Herr Leisten hat den Eindruck, dass das durchgeführte Raumordnungsverfahren offensichtlich kaum Einfluss auf das Planfeststellungsverfahren hat. Umso wichtiger ist es, dass die Hagener Argumente erneut in das Planfeststellungsverfahren eingebracht werden. Weiter fragt er sich, ob die Stadt Hagen wohl bereit wäre, gegen den Planfeststellungsbeschluss für die Vorzugstrasse Klage zu erheben. Herr Arnusch erinnert an den Ratsbeschluss und die Aussagen von Herrn Dehm, weiterhin alles für die Durchsetzung der zweiten Trasse zu tun zu wollen.
Beschluss:
Nach Ankündigung der Amprion, im Planfeststellungsverfahren beim RP in Arnsberg für die neu zu errichtende 380KV-Leitungstrasse die sogenannte Vorzugstrasse entlang der alten 220KV-Leitung vorzuschlagen, beauftragt die BV die Verwaltung mit einer Darstellung der nun weiteren Maßnahmen der Stadt Hagen.

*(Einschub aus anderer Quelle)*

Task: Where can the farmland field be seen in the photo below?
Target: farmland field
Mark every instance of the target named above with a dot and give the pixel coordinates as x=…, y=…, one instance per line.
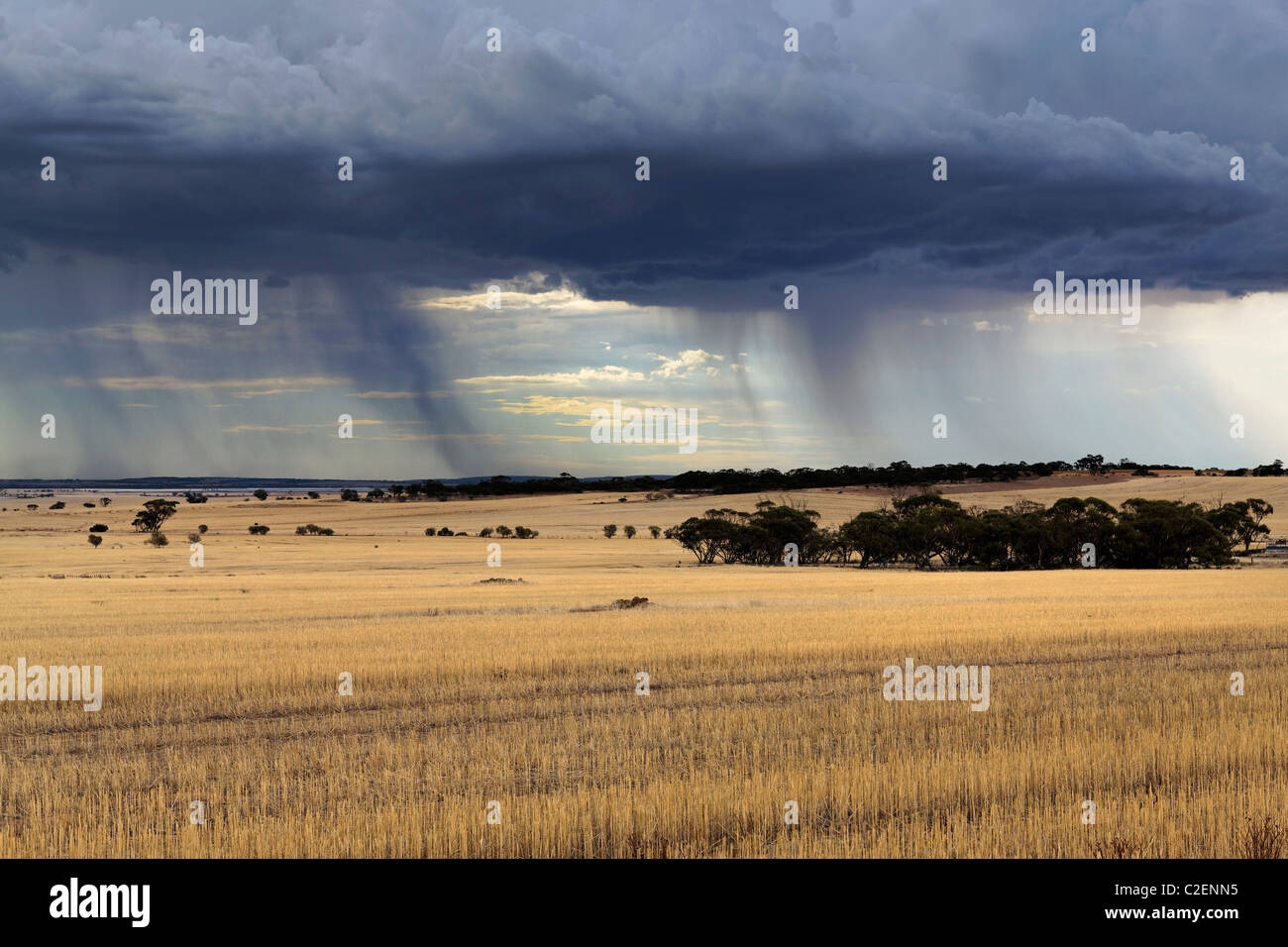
x=764, y=688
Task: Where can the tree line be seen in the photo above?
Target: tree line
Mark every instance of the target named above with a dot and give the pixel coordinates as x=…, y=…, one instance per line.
x=900, y=474
x=926, y=528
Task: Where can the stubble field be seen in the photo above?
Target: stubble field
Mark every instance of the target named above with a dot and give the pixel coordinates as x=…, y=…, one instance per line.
x=764, y=688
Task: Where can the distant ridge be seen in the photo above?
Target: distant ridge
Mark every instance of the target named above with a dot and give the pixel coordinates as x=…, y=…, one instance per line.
x=249, y=483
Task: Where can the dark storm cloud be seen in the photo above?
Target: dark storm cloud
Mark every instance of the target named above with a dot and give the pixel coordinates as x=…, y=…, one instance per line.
x=768, y=165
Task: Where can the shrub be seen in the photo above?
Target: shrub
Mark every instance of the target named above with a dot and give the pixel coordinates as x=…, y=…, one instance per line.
x=154, y=514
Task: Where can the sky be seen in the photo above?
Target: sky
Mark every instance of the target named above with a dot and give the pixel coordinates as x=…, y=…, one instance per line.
x=516, y=169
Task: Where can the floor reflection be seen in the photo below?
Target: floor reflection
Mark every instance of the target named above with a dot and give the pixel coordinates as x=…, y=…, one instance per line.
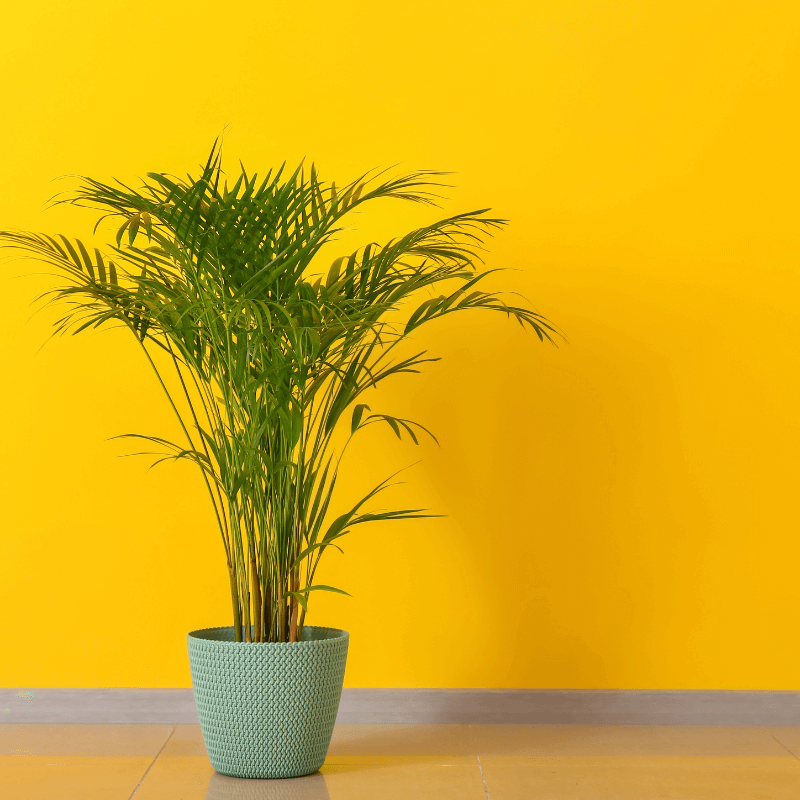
x=310, y=787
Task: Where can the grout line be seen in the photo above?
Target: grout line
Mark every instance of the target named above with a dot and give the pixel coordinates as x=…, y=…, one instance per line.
x=783, y=746
x=174, y=728
x=483, y=778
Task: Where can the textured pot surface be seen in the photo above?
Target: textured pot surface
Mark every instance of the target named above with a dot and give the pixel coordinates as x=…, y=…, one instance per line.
x=267, y=710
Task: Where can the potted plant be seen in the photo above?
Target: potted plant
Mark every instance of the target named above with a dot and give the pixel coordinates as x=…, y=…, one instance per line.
x=265, y=360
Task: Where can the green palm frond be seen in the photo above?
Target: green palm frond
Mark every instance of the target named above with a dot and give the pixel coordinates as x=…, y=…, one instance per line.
x=266, y=358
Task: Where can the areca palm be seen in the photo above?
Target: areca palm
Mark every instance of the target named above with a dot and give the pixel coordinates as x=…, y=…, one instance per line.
x=263, y=360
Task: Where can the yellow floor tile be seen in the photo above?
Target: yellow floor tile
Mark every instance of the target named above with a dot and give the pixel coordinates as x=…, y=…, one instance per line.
x=497, y=743
x=184, y=778
x=71, y=778
x=641, y=783
x=789, y=737
x=66, y=739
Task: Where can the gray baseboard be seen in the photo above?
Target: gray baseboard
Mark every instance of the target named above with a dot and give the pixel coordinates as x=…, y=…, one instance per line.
x=425, y=706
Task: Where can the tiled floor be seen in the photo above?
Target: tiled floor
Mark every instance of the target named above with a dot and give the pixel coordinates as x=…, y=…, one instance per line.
x=413, y=762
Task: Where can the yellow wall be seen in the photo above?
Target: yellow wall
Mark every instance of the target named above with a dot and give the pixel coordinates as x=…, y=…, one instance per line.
x=623, y=510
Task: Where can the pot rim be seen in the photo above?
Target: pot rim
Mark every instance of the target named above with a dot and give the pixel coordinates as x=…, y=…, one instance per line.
x=333, y=634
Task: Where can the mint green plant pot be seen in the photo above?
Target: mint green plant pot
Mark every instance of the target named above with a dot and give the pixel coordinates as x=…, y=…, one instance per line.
x=267, y=710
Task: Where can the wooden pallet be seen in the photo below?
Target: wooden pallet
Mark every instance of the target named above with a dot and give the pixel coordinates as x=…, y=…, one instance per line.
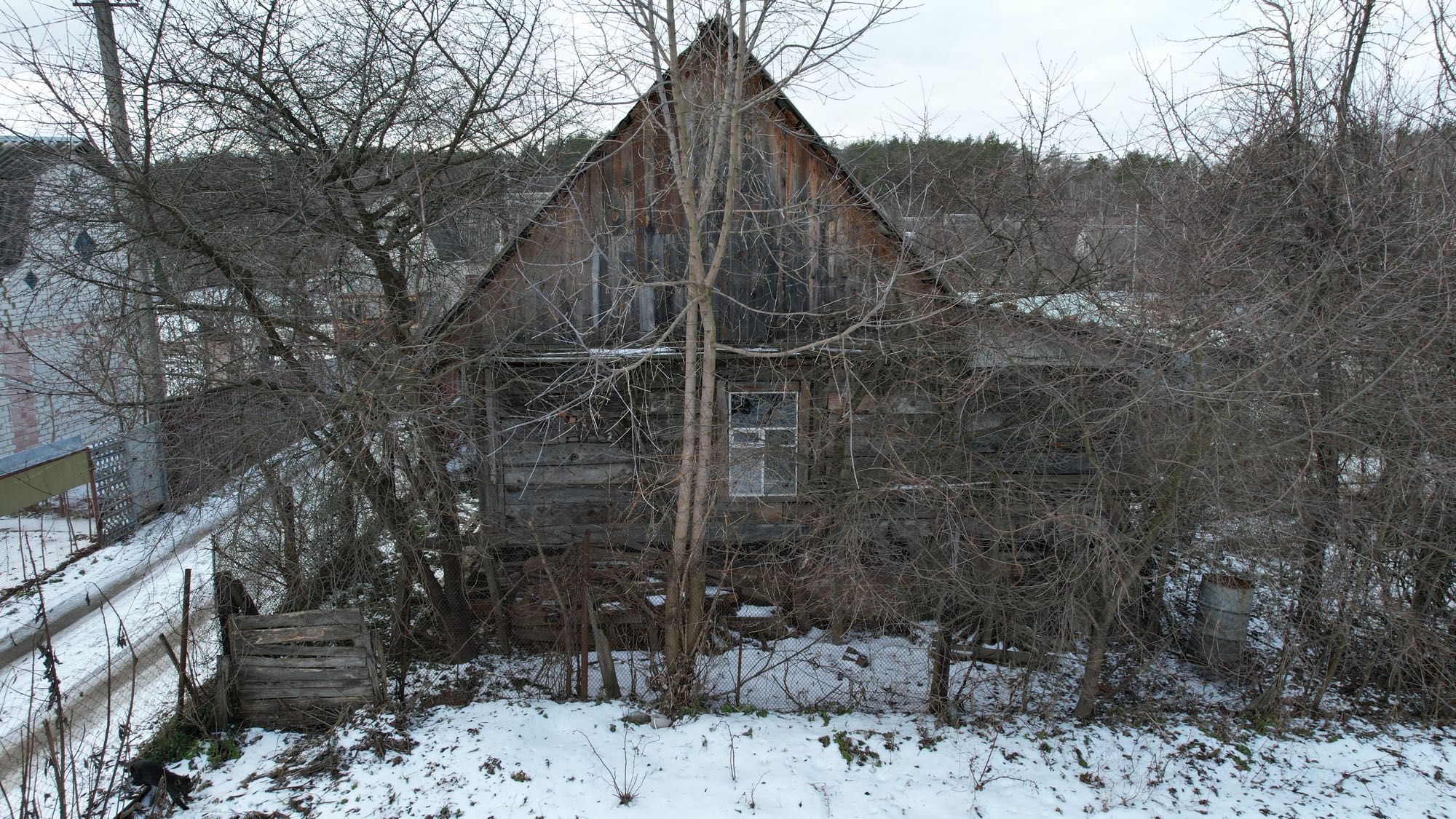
x=305, y=669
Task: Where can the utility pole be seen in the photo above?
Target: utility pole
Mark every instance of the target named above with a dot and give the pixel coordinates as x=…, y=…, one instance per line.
x=111, y=72
x=145, y=477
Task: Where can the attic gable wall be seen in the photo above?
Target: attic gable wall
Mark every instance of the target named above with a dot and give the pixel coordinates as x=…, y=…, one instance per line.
x=604, y=260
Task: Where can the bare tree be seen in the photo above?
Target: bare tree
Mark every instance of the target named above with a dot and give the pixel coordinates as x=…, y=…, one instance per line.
x=311, y=187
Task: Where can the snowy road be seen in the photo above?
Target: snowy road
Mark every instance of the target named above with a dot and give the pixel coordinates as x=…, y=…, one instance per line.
x=104, y=615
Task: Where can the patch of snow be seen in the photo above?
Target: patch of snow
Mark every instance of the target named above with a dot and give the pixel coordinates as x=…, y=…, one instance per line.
x=541, y=758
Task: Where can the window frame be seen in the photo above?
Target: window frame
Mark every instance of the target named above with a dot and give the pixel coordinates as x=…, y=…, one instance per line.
x=733, y=451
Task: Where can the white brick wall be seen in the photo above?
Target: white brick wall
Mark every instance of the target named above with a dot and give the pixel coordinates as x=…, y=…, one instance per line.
x=58, y=376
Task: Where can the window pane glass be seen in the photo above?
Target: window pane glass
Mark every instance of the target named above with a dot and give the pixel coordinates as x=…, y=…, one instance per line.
x=786, y=411
x=746, y=438
x=783, y=439
x=746, y=472
x=778, y=475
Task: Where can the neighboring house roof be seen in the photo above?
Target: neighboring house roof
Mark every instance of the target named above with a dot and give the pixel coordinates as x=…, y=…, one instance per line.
x=23, y=162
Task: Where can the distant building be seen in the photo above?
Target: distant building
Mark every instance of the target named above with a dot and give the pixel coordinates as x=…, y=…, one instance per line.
x=55, y=384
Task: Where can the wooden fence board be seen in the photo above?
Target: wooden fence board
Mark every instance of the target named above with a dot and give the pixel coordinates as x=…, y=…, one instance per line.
x=282, y=681
x=292, y=620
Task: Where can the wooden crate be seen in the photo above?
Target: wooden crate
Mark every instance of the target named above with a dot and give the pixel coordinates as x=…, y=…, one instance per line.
x=305, y=669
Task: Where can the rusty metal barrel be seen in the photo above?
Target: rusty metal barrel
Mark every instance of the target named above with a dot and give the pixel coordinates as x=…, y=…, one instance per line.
x=1222, y=624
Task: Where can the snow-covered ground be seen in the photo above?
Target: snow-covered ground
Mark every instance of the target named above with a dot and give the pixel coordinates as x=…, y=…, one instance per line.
x=34, y=544
x=106, y=612
x=542, y=758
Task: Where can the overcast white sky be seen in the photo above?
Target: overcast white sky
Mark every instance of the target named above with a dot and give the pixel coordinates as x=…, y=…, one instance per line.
x=959, y=60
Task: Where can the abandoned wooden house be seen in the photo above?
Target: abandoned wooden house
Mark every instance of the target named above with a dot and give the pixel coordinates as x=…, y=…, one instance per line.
x=867, y=413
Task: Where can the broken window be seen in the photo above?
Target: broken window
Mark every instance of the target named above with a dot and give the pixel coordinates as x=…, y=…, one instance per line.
x=764, y=439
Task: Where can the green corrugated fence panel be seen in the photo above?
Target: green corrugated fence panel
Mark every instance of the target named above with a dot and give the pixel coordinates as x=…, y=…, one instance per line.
x=28, y=487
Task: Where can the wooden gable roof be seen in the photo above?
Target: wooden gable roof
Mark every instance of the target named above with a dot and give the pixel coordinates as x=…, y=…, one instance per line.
x=871, y=226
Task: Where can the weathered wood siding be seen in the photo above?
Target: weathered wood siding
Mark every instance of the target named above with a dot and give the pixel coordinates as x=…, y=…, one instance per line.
x=605, y=257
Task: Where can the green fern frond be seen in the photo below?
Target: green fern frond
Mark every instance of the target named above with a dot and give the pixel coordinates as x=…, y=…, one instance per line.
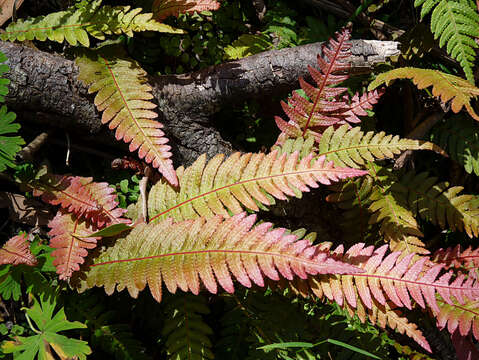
x=247, y=45
x=187, y=334
x=107, y=329
x=459, y=137
x=248, y=180
x=192, y=253
x=439, y=203
x=386, y=208
x=124, y=97
x=455, y=23
x=75, y=24
x=351, y=147
x=444, y=86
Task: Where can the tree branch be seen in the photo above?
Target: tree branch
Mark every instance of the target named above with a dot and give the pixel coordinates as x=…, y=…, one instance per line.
x=44, y=89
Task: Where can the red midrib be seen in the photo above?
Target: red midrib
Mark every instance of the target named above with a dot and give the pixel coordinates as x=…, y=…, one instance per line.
x=334, y=170
x=226, y=251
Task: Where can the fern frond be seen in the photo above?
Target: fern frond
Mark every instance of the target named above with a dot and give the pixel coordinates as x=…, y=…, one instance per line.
x=187, y=334
x=123, y=96
x=164, y=8
x=79, y=195
x=69, y=236
x=456, y=316
x=108, y=329
x=439, y=203
x=182, y=254
x=351, y=147
x=392, y=278
x=455, y=258
x=466, y=348
x=384, y=316
x=75, y=24
x=16, y=251
x=307, y=116
x=445, y=86
x=241, y=180
x=459, y=137
x=455, y=23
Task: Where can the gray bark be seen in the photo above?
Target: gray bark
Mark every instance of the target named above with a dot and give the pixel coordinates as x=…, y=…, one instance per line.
x=44, y=89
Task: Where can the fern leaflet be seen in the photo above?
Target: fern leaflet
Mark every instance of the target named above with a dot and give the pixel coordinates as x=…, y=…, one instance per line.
x=351, y=147
x=440, y=203
x=16, y=251
x=455, y=258
x=123, y=96
x=460, y=138
x=445, y=86
x=456, y=316
x=182, y=254
x=74, y=24
x=309, y=117
x=455, y=23
x=70, y=238
x=242, y=180
x=186, y=333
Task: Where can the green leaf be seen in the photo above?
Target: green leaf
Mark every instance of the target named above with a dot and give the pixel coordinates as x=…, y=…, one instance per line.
x=48, y=324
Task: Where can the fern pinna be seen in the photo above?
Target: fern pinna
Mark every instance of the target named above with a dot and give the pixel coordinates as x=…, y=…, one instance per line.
x=456, y=24
x=186, y=254
x=124, y=97
x=221, y=185
x=311, y=116
x=75, y=24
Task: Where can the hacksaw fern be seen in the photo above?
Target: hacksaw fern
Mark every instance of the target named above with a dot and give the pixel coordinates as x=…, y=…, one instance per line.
x=459, y=137
x=327, y=105
x=206, y=252
x=187, y=336
x=124, y=97
x=242, y=180
x=446, y=87
x=456, y=24
x=75, y=24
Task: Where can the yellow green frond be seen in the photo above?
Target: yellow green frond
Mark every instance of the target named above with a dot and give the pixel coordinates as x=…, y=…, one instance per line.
x=124, y=96
x=444, y=86
x=75, y=24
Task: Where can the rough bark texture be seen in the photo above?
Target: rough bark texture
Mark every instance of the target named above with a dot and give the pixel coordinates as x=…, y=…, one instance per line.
x=44, y=88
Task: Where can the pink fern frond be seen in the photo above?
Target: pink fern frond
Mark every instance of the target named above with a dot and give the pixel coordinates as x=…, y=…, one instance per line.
x=16, y=251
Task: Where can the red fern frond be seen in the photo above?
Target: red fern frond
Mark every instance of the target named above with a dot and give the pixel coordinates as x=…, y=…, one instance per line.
x=208, y=251
x=16, y=251
x=455, y=258
x=81, y=196
x=69, y=236
x=68, y=192
x=463, y=318
x=393, y=278
x=328, y=106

Insbesondere wurde in der Veranstaltung in der Realschule verdeutlicht, dass alle im Zuge des Raumordnungsverfahrens erhobenen Einwände, Bedenken und Widersprüche nicht automatisch auch in das Planfeststellungsverfahren einfließen und insofern wiederholt werden müssen. Hieraus ergibt sich schon zwangsläufig Handlungsbedarf. Weiterhin stellen sich aber auch Fragen bezüglich erweiterter Möglichkeiten der Stadt Hagen, in das Verfahren einzugreifen und auch wie bisher eindeutig Stellung zu beziehen, um das Ergebnis des Planfeststellungsbeschlusses in Richtung der mehrheitlich in Hohenlimburg bevorzugten Lösung der nördlichen Trassenführung durch den Wald zu bewegen und zu beeinflussen. Insbesondere nach Behauptung der Amprion, die Kostenfrage sei für ihren Antrag nicht der entscheidende Faktor, ist zum wiederholten Male die auch vom Regierungspräsidenten persönlich geteilte Feststellung aus Hohenlimburg und Hagen nach Arnsberg zu tragen, dass hier bei der Planung und Realisierung die Gesundheit der Mehrheit der betroffenen Anwohner im Fokus der Betrachtung liegen muss. Die wenn auch berechtigten Belange von Flora, Fauna und Naturschutz haben hier im Hinblick auf die Gesundheit und das Wohlbefinden des Menschen zurückzustehen.